What is the worst diet for diabetes? Well clearly a processed food diet of deep fried food, processed grains, and sweetened drinks is the very worst, but standard diabetes diets don’t seem to be very good either. Diets that aim at 30-35% fat, 10% or less saturated fat, and that, though recommending whole grains, fruits and vegetables, have a permissive attitude to refined grains and “treat” foods because “you need carbohydrates for energy” and because it’s socially desirable for people with diabetes to “eat like everybody else” seem to be the worst possible medical diabetes diets.

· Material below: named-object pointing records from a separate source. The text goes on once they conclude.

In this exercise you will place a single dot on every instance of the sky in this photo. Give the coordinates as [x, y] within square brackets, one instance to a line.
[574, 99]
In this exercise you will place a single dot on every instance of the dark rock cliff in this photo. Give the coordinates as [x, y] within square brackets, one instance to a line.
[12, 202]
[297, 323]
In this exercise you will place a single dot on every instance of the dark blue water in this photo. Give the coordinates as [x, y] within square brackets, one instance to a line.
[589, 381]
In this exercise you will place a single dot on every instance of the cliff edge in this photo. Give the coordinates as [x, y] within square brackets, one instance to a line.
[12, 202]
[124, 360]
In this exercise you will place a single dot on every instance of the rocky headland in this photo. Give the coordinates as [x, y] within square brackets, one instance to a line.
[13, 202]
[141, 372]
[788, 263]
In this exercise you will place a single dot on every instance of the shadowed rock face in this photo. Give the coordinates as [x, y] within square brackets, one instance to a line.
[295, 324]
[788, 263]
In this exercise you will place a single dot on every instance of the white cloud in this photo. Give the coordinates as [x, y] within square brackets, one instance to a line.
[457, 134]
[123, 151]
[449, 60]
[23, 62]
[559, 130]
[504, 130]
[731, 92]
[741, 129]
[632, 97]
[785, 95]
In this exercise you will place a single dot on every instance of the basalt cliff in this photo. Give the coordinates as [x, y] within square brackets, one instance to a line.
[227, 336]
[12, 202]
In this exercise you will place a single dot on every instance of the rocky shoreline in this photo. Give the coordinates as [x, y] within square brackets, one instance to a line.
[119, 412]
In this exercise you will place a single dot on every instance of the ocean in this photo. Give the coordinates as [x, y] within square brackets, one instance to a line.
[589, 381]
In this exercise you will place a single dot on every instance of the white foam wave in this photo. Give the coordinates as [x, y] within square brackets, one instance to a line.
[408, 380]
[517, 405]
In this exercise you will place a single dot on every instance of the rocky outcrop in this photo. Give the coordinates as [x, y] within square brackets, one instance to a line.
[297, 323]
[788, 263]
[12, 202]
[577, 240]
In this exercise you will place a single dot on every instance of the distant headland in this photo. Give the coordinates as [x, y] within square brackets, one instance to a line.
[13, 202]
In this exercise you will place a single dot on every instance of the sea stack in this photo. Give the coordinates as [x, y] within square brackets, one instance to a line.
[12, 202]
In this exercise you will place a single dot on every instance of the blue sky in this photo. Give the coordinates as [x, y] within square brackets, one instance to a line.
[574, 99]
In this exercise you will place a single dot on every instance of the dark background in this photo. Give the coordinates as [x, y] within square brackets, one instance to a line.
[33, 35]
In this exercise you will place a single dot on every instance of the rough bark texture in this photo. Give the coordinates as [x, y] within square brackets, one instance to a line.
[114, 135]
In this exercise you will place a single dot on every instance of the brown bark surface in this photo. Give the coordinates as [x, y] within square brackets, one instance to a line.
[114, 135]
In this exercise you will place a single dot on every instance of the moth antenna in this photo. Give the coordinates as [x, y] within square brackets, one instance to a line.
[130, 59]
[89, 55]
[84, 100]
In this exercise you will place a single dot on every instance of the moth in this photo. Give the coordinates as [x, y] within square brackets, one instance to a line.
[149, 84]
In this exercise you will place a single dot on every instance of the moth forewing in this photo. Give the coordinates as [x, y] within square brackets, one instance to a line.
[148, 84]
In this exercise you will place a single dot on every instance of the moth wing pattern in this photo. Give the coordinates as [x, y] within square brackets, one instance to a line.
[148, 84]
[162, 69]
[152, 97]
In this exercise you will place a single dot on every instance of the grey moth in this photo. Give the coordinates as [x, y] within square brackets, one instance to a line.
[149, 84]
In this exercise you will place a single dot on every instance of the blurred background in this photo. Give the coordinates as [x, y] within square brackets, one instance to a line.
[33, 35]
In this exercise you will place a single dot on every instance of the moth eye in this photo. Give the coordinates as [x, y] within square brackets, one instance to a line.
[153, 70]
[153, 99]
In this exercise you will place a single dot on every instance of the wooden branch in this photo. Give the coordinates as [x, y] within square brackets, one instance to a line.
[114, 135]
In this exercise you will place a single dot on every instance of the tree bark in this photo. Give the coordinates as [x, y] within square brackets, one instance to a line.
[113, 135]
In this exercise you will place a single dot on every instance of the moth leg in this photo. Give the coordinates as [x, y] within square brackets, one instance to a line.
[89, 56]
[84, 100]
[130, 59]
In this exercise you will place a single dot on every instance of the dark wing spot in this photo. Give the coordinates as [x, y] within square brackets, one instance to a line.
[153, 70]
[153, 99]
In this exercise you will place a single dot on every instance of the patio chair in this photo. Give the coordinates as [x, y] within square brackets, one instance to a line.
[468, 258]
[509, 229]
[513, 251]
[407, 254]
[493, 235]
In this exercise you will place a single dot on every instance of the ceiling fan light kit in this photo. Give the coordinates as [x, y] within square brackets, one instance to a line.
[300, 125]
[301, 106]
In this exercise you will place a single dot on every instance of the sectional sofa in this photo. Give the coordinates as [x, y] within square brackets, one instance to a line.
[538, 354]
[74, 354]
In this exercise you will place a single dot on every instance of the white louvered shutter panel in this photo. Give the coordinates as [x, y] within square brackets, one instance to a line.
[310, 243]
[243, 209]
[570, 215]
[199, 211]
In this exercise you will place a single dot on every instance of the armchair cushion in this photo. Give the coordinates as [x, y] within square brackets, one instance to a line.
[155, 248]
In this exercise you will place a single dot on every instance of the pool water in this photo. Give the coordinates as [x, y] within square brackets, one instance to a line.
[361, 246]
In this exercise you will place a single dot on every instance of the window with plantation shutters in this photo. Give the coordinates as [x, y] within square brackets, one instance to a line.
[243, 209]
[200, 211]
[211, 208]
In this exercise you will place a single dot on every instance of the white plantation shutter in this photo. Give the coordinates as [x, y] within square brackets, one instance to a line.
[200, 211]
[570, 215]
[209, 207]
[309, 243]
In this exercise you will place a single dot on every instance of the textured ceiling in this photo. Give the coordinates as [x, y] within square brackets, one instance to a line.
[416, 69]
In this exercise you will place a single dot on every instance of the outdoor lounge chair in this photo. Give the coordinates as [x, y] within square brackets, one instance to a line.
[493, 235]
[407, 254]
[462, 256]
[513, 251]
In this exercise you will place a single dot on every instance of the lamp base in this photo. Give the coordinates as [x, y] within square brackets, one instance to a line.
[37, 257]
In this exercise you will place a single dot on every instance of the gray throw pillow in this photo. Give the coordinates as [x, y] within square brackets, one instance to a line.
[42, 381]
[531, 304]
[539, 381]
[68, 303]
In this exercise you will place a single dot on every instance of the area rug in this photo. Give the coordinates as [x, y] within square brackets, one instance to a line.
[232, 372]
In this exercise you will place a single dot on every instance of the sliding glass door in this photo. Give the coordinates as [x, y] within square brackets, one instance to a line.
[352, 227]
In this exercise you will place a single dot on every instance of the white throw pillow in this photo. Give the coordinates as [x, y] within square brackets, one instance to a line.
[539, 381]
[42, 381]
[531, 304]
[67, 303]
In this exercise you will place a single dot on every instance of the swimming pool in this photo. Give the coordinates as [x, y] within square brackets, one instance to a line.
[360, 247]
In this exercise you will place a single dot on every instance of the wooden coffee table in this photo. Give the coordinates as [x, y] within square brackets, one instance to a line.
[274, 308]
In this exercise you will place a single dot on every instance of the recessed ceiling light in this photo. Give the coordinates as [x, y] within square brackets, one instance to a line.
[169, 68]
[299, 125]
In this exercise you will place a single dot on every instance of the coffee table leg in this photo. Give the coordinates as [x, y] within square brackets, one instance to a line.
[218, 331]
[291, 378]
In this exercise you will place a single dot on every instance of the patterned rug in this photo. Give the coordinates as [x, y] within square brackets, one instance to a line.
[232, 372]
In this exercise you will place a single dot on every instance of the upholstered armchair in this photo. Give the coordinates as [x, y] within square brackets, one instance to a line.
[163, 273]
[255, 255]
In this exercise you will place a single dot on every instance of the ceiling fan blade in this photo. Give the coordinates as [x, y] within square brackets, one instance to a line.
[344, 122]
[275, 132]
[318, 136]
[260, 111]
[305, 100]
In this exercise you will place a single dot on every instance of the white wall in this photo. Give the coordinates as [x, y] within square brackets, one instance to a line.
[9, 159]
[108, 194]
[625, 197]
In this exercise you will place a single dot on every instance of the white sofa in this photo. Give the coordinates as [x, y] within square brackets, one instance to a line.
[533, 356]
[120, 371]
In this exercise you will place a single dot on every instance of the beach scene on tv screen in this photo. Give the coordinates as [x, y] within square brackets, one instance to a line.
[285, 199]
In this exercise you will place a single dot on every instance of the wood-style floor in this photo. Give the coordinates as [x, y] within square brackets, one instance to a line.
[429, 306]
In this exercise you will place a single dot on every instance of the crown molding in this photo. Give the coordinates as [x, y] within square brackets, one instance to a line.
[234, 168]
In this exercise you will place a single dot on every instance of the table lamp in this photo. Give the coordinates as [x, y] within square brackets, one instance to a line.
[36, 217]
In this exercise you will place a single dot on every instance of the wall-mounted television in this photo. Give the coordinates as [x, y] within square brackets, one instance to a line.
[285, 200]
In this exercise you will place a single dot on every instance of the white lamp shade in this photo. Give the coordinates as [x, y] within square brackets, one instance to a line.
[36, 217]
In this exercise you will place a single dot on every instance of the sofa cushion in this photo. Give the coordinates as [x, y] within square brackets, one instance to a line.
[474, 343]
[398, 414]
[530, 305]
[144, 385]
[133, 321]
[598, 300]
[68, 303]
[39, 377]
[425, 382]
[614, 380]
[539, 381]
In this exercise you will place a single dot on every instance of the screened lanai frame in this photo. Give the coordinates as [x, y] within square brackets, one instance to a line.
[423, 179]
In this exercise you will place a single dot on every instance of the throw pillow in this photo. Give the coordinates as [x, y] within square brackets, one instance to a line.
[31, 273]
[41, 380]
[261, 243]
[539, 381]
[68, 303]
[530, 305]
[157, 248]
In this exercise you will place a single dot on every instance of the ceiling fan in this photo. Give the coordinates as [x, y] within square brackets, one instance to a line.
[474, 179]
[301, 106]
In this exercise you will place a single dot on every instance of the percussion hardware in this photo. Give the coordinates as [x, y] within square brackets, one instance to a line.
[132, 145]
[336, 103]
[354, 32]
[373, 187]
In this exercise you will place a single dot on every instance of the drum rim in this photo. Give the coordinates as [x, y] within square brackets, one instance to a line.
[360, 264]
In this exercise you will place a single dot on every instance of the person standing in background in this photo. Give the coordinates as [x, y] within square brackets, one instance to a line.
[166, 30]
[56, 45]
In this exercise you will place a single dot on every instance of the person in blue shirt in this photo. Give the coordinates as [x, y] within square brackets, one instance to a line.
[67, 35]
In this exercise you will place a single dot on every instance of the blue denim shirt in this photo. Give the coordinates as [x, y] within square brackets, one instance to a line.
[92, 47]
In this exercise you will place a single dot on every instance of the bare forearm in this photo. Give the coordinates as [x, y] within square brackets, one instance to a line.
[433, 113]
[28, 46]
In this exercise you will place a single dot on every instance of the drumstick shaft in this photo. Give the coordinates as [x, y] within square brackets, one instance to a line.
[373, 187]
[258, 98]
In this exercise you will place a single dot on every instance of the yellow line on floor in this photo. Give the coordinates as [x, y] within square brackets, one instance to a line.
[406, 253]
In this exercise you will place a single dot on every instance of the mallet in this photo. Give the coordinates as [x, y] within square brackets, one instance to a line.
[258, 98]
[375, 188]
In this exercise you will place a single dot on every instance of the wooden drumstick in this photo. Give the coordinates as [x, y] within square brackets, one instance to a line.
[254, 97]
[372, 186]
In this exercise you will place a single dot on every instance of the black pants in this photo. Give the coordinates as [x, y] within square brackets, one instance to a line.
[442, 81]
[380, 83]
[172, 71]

These diets are really the human equivalent of the LCHFD in Lamont et al’s NZO mice.
They are also the dietary guidelines for the rest of us.
 Lamont BJ, Waters MF, Andrikopoulos S. A low-carbohydrate high-fat diet increases weight gain and does not improve glucose tolerance, insulin secretion or β-cell mass in NZO mice. Nutr Diabetes. 2016;15(6:)e194. doi: 10.1038/nutd.2016.2.
 Kluth O, Mirhashemi F, Scherneck S et al. Dissociation of lipotoxicity and glucotoxicity in a mouse model of obesity associated diabetes: role of forkhead box O1 (FOXO1) in glucose-induced beta cell failure. Diabetologia. 2011;54:605–616.
 Sattar and Gill. Type 2 diabetes as a disease of ectopic fat? BMC Medicine. 2014;12:123
 Lim L, Hollingsworth KG, Aribisala, BS et al. Reversal of type 2 diabetes: normalisation of beta cell function in association with decreased pancreas and liver triacylglycerol. Diabetologia. 2011;54(10):2506-2514
 Steven S, Hollingsworth KG, Small PK et al. Weight Loss Decreases Excess Pancreatic Triacylglycerol Specifically in Type 2 Diabetes. Diabetes Care. 2016;39(1):158-165.
 Unwin DJ, Cuthbertson DJ, Feinman R, Sprung VS. A pilot study to explore the role of a low-carbohydrate intervention to improve GGT levels and HbA1c. 2015. Diabesity in Practice. 2015;4:102–8.
 Browning JD, Baker JA, Rogers T, Davis J, Satapati S, Burgess SC. Short-term weight loss and hepatic triglyceride reduction: evidence of a metabolic advantage with dietary carbohydrate restriction. Am J Clin Nutr. 2011;93:1048–52.
 Maekawa S, Kawahara T, Nomura R et al. Retrospective study on the efficacy of a low-carbohydrate diet for impaired glucose tolerance. Diabetes Metab Syndr Obes. 2014; 7: 195–201.